The Severe Chronic Neutropenia International Registry (SCNIR) is building a base of information about the natural history and response to granulocyte colony stimulating factor (G-CSF) treatment for patients with Barth syndrome and other causes of chronic neutropenia. Through the SCNIR, we follow the clinical course and treatment of seven male subjects (median age 17 years, range: 6–28 years) with Barth syndrome observed for up to 11 years (median 9, range 3–11). Six of these seven subjects were neutropenic prior to G-CSF treatment, the median absolute neutrophil count (ANC) was 0.293 × 10⁹/L (range 0 – 1.260). The seventh subject was not consistently neutropenic, median ANC 2.107 × 10⁹/L (range 0.779 – 3.520).

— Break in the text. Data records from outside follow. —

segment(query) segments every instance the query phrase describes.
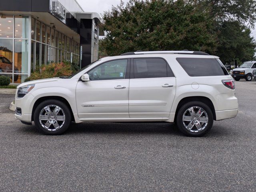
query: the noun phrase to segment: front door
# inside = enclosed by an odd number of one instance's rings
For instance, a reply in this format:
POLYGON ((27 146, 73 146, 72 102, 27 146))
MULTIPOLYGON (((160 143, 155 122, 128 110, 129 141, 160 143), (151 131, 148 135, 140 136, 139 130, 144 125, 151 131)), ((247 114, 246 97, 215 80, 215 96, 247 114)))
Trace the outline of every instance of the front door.
POLYGON ((161 58, 134 58, 132 62, 129 93, 130 118, 169 117, 176 80, 161 58))
POLYGON ((76 86, 80 119, 129 118, 130 60, 109 61, 88 72, 90 81, 76 86))

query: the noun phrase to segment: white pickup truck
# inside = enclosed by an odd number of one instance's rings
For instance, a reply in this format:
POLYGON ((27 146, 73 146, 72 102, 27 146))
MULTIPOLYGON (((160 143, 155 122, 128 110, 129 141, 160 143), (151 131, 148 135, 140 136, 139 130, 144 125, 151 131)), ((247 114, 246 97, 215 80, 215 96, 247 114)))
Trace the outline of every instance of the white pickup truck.
POLYGON ((256 69, 256 61, 244 62, 239 68, 234 69, 231 75, 236 81, 245 79, 247 81, 252 79, 253 70, 256 69))

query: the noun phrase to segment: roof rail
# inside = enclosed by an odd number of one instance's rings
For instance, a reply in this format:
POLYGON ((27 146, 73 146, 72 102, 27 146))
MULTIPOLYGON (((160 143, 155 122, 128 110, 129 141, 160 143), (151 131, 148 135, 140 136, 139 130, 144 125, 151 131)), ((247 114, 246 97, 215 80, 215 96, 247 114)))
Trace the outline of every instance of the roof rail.
POLYGON ((208 53, 197 51, 188 51, 184 50, 182 51, 137 51, 136 52, 128 52, 120 55, 132 55, 144 54, 185 54, 191 55, 209 55, 208 53))

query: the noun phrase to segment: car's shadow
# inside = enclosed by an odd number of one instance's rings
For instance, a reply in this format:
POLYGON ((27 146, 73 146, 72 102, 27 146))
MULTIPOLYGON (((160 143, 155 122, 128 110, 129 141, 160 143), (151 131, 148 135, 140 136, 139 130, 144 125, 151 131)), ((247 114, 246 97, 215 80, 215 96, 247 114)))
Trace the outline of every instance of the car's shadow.
MULTIPOLYGON (((211 130, 203 137, 215 137, 223 135, 232 134, 232 133, 224 132, 223 129, 214 126, 211 130)), ((24 126, 19 130, 23 133, 35 135, 44 135, 38 131, 34 125, 24 126)), ((87 122, 76 124, 72 123, 69 128, 63 135, 78 134, 99 134, 126 135, 160 134, 186 137, 178 130, 173 123, 164 122, 87 122)))

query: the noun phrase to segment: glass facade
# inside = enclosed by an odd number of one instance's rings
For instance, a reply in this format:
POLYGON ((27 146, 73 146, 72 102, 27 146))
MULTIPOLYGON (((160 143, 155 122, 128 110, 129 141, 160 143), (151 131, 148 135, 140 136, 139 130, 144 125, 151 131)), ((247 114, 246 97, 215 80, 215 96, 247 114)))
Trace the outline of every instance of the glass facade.
POLYGON ((4 15, 0 18, 0 75, 11 83, 28 77, 29 17, 4 15))
POLYGON ((31 72, 40 70, 44 65, 66 61, 70 62, 71 53, 72 62, 80 66, 79 43, 32 17, 31 29, 34 28, 36 35, 32 30, 31 31, 31 72))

Sixteen bone marrow evaluations were performed on four of the seven subjects. Four of 16 bone marrows were prior to G-CSF exposure (3 subjects). Two of three subjects manifest eosinophilia in the marrow but not in the blood. Marrow exams for two of the three subjects' evaluations were read as normocellular marrow, and one of the three was read as hypocellular with a decrease in cells of the myeloid series. Twelve of the 16 bone marrow evaluations were performed in two subjects who were receiving G-CSF. One of the four subjects had bone marrow evaluations both before and after G-CSF exposure. His pre G-CSF evaluations displayed hypocellular bone marrow, and his post G-CSF evaluations showed normocellular bone marrow and eosinophilia. None of the marrow evaluations before or on G-CSF suggested myelodysplasia or showed evidence of acute myeloid leukemia.

The six neutropenic subjects have all received G-CSF for a median of 96 months (range 28 – 137) at a median dose of 1.57 mcg/kg/day (range 0.43 to 2.18). The total G-CSF exposure for all six subjects is 507 months. The median ANC of the six subjects prior to G-CSF treatment was 0.293 × 10⁹/L (range 0–1.260). The median ANC on G-CSF was 2.056 × 10⁹/L (range 1.640–3.403).

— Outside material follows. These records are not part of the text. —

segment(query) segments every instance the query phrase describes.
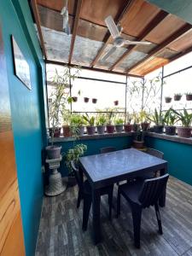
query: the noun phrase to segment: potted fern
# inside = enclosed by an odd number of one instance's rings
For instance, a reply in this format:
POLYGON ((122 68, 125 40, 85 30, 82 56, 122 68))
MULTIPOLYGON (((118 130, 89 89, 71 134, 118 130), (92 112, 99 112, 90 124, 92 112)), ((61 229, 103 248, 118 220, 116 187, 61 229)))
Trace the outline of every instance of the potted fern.
POLYGON ((90 117, 89 114, 86 113, 85 115, 83 115, 84 119, 87 123, 87 134, 88 135, 93 135, 96 132, 96 126, 95 126, 95 121, 96 119, 94 116, 90 117))
POLYGON ((172 111, 178 117, 178 120, 182 122, 182 126, 177 127, 178 136, 182 137, 190 137, 192 113, 189 113, 185 108, 183 108, 183 112, 177 112, 174 109, 172 109, 172 111))

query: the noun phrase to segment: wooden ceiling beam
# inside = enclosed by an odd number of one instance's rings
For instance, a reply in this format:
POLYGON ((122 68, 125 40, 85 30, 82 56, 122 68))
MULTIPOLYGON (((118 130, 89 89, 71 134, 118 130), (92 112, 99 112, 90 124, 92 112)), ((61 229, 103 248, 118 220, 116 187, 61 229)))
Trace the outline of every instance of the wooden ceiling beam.
MULTIPOLYGON (((143 30, 141 35, 137 38, 137 41, 143 41, 145 38, 167 16, 168 13, 161 10, 157 15, 153 19, 150 24, 143 30)), ((109 70, 114 69, 120 62, 122 62, 128 55, 133 52, 137 45, 131 45, 128 49, 120 56, 120 58, 110 67, 109 70)))
POLYGON ((43 55, 44 55, 44 58, 46 60, 47 59, 47 54, 46 54, 44 37, 43 37, 43 33, 42 33, 42 30, 41 30, 41 22, 40 22, 40 16, 39 16, 38 7, 37 7, 37 0, 32 0, 31 3, 32 3, 32 12, 33 12, 34 18, 35 18, 35 22, 36 22, 36 25, 37 25, 37 27, 38 27, 38 36, 39 36, 39 40, 40 40, 40 45, 41 45, 41 48, 42 48, 42 52, 43 52, 43 55))
POLYGON ((77 32, 78 32, 78 23, 79 23, 79 17, 80 17, 82 2, 83 2, 83 0, 78 0, 78 3, 77 3, 73 31, 72 41, 71 41, 71 47, 70 47, 70 52, 69 52, 69 57, 68 57, 69 64, 72 61, 72 56, 73 56, 73 49, 74 49, 75 38, 76 38, 76 35, 77 35, 77 32))
POLYGON ((166 39, 162 44, 155 47, 152 49, 148 55, 142 59, 140 61, 133 65, 131 68, 127 70, 127 73, 130 73, 131 70, 135 69, 137 67, 139 67, 141 64, 144 63, 148 59, 152 58, 154 55, 158 55, 160 51, 162 51, 165 48, 168 47, 175 40, 179 39, 183 37, 186 32, 191 30, 192 26, 190 24, 184 25, 182 28, 174 32, 172 36, 170 36, 167 39, 166 39))
MULTIPOLYGON (((60 62, 60 61, 51 61, 51 60, 46 60, 45 63, 47 64, 54 64, 54 65, 60 65, 60 66, 69 66, 69 67, 77 67, 78 65, 75 64, 69 64, 66 62, 60 62)), ((86 67, 86 66, 80 66, 80 68, 82 69, 88 69, 90 71, 97 71, 97 72, 102 72, 102 73, 113 73, 113 74, 118 74, 118 75, 128 75, 130 77, 134 77, 134 78, 143 78, 143 76, 137 76, 134 74, 127 74, 125 73, 121 73, 121 72, 116 72, 116 71, 110 71, 110 70, 105 70, 105 69, 101 69, 97 67, 86 67)))
MULTIPOLYGON (((118 15, 118 17, 116 19, 114 19, 115 23, 119 23, 122 20, 124 15, 129 11, 129 9, 131 9, 131 7, 132 6, 133 3, 134 3, 134 0, 129 0, 127 2, 127 4, 126 4, 125 8, 124 9, 124 10, 118 15)), ((96 56, 91 62, 90 67, 93 67, 94 66, 96 66, 96 62, 99 61, 100 57, 102 56, 102 53, 104 52, 104 49, 106 49, 110 39, 111 39, 111 34, 109 32, 108 32, 108 33, 106 35, 106 38, 104 39, 104 44, 102 46, 102 48, 100 49, 99 52, 96 55, 96 56)))

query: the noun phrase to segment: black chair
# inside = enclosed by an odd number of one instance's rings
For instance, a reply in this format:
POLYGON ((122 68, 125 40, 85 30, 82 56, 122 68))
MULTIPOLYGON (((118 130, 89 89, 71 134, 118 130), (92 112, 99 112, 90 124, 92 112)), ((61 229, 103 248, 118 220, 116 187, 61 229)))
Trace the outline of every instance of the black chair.
POLYGON ((116 150, 117 150, 117 148, 115 147, 106 147, 106 148, 100 148, 100 153, 104 154, 104 153, 113 152, 116 150))
POLYGON ((159 232, 162 232, 160 214, 158 201, 166 189, 169 175, 146 179, 137 180, 132 183, 125 183, 119 186, 117 201, 117 217, 120 213, 120 195, 122 195, 130 203, 132 211, 133 231, 135 246, 140 247, 140 228, 143 208, 154 206, 159 232))
MULTIPOLYGON (((79 186, 79 195, 78 195, 78 202, 77 202, 78 208, 80 206, 81 200, 84 200, 82 229, 83 230, 86 230, 89 215, 90 215, 90 209, 92 202, 91 187, 87 179, 85 181, 83 180, 83 175, 80 175, 79 167, 77 166, 77 165, 75 165, 74 161, 71 161, 71 166, 79 186)), ((113 185, 107 186, 100 189, 101 195, 108 195, 109 219, 111 219, 113 191, 113 185)))

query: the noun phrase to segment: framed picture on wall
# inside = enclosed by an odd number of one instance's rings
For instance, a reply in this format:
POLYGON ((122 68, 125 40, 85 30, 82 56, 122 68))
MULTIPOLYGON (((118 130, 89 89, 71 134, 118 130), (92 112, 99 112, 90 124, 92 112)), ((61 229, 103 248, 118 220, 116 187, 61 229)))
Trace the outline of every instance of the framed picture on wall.
POLYGON ((11 40, 12 40, 12 47, 13 47, 15 76, 29 90, 32 90, 29 65, 13 36, 11 36, 11 40))

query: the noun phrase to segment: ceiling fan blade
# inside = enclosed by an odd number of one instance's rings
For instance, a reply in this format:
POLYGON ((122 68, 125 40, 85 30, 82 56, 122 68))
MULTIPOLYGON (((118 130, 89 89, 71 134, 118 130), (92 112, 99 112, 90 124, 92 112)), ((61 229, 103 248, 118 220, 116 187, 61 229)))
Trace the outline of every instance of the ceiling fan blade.
POLYGON ((142 44, 142 45, 148 45, 151 44, 151 42, 144 42, 144 41, 130 41, 130 40, 125 40, 124 44, 142 44))
POLYGON ((105 19, 105 23, 113 37, 113 38, 116 38, 117 37, 120 36, 120 32, 118 29, 118 26, 116 26, 116 24, 114 23, 113 19, 112 18, 112 16, 108 16, 105 19))
POLYGON ((109 49, 109 51, 108 51, 102 58, 101 61, 105 61, 108 60, 108 58, 113 53, 115 52, 117 47, 113 46, 112 47, 112 49, 109 49))

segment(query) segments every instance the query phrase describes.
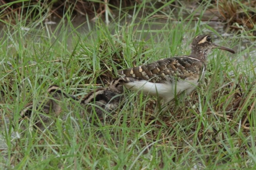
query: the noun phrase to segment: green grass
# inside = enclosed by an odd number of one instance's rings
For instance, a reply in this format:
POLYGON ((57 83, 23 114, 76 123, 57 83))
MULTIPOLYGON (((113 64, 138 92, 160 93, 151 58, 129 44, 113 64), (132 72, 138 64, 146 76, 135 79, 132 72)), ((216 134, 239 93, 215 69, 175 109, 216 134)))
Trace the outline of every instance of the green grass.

Prior to receiving G-CSF, three of the seven subjects reported mouth ulcers. Two of seven subjects reported skin infections, including one subject who reported infections around the G-tube used to maintain his nutritional status. One of seven subjects reported an episode of bacteremia. Of the six subjects who received G-CSF, three reported a reduced number of mouth ulcers and two of six reported reduced skin infections (G-tube, port-a-cath). None of the subjects experienced unusual side effects or clinically significant complications associated with G-CSF therapy.

These data indicate that patients with Barth syndrome and neutropenia have ulcers and patterns of infections similar to other patients with chronic neutropenia. They are responsive to G-CSF treatment and it appears to be safe and effective to reduce their predisposition to bacterial infections.